My son now has asthma. Am I scared that he may have a sudden allergic reaction to "an unknown substance"? You bet I am. However, life goes on and we must act a "normal" as possible. He has had 2 hospitalizations in the past year and I really do not know how I have managed to get through them.
I am very angry. I direct most of my anger at God. I lost both of my parents by age 16. All my grandparents are gone and it is only me and my 2 brothers and my husband and his large family. I never in a million years thought that I would lose my daughter. Death has not mercy. It comes out of the blue sometimes and plucks the flowers right in their prime and we as parents are left to pick up the pieces.
Organ donation did help. Just knowing 5 people are now living that would not have and that if she had to die let other live, at least makes some of it a little bearable.
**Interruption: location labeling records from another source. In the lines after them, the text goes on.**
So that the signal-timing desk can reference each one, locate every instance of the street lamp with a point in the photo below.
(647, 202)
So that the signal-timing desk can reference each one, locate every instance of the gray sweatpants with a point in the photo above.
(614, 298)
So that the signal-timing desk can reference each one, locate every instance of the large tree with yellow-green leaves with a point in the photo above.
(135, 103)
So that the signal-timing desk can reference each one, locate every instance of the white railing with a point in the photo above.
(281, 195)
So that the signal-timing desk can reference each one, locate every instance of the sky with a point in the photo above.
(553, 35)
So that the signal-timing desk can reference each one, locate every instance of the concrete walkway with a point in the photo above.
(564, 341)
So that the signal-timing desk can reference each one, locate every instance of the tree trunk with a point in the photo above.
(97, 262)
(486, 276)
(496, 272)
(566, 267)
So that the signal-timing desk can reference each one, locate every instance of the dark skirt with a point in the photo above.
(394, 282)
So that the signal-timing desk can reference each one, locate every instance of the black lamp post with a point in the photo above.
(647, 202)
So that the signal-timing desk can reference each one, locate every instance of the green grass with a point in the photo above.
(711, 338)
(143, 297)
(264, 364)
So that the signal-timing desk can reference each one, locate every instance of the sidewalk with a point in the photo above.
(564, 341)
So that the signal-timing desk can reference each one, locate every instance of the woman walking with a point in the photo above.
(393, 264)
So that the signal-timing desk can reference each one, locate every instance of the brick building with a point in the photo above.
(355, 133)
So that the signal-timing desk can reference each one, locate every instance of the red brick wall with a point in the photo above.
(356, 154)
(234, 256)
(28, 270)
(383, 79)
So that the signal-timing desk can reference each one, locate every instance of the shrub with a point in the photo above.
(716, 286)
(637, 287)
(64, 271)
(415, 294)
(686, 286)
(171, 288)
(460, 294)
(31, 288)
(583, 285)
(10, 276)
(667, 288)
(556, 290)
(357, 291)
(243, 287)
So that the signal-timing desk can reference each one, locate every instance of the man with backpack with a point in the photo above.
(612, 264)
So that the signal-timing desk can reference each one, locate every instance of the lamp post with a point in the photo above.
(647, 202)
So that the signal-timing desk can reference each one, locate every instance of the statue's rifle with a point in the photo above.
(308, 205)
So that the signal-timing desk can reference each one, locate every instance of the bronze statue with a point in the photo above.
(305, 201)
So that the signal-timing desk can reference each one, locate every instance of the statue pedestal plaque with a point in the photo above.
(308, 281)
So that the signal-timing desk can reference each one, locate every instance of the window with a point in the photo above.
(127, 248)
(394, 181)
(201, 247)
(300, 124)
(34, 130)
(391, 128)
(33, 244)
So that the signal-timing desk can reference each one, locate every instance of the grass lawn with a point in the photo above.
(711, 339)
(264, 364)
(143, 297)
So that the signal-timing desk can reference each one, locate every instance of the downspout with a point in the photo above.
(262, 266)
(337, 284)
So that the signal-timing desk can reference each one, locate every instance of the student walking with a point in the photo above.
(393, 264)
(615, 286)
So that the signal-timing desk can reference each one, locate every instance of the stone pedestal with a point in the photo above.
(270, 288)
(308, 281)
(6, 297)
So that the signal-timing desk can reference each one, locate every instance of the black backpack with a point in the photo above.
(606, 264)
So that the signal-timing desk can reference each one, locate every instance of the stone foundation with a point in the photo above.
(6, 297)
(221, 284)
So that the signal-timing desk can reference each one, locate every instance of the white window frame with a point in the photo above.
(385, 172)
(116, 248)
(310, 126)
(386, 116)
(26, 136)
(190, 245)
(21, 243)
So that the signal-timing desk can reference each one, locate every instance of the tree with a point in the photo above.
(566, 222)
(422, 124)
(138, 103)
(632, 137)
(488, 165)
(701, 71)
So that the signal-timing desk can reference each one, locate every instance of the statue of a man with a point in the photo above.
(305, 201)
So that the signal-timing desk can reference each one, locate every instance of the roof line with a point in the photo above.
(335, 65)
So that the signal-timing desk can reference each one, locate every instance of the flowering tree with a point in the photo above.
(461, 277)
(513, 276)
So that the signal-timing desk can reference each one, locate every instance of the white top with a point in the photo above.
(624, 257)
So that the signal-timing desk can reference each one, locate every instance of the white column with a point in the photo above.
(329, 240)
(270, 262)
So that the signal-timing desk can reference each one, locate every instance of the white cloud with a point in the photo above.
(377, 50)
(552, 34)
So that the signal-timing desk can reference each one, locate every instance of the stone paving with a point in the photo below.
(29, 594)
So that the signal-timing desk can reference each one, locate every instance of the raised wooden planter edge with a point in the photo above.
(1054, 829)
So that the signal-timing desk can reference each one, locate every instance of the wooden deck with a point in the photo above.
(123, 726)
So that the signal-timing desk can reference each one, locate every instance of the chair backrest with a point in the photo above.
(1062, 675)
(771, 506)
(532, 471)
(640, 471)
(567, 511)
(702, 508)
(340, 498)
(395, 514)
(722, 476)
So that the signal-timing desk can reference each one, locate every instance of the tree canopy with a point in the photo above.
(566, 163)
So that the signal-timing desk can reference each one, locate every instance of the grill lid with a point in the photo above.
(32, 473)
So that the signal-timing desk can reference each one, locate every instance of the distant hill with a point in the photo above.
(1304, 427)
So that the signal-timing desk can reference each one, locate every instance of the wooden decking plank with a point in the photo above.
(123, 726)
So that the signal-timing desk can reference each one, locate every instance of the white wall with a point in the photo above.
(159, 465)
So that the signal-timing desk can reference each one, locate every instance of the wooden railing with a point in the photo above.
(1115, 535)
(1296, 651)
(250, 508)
Life will go on for me, my husband and my son. I have 2 stepchildren who are also deeply affected by this death. Our families have gotten closer to each other and the petty bickering has stopped in my husband's family. I appreciate every day that I have with my son and my family more and more. I am much more careful at being tolerant with my son and with others. I try to be slow to anger and more laid back. I have many regrets of things I wish I had done, said or did not say or do. But, I know that my angel is in heaven and will be there to bring me across, just like my mom did for her. Does this make me feel any better? NO! I should be the one raising her! Not God or my mother.
I will go on with life, but I have learned to say "No, I cannot do that" and I devote a lot more of my time to my family. Some day we will all know the answers to why?, but by that time, we won't care, because we will all be in God's Light and our questions will seem very insignificant. I wait impatiently for my day. I have no desire to speed my day of reunion with my daughter along, but I do so truly miss her.
Children are a gift from God, and if we think about it, he does not give us any guarantees of how long we will have them. They are his, and when they are ready to come back to Him, they will go, no matter what we on earth want.
I love her, I honor her, and I mourn her every day. God bless you, Leslie Helena Ammerman, 9/27/87 to 8/25/97.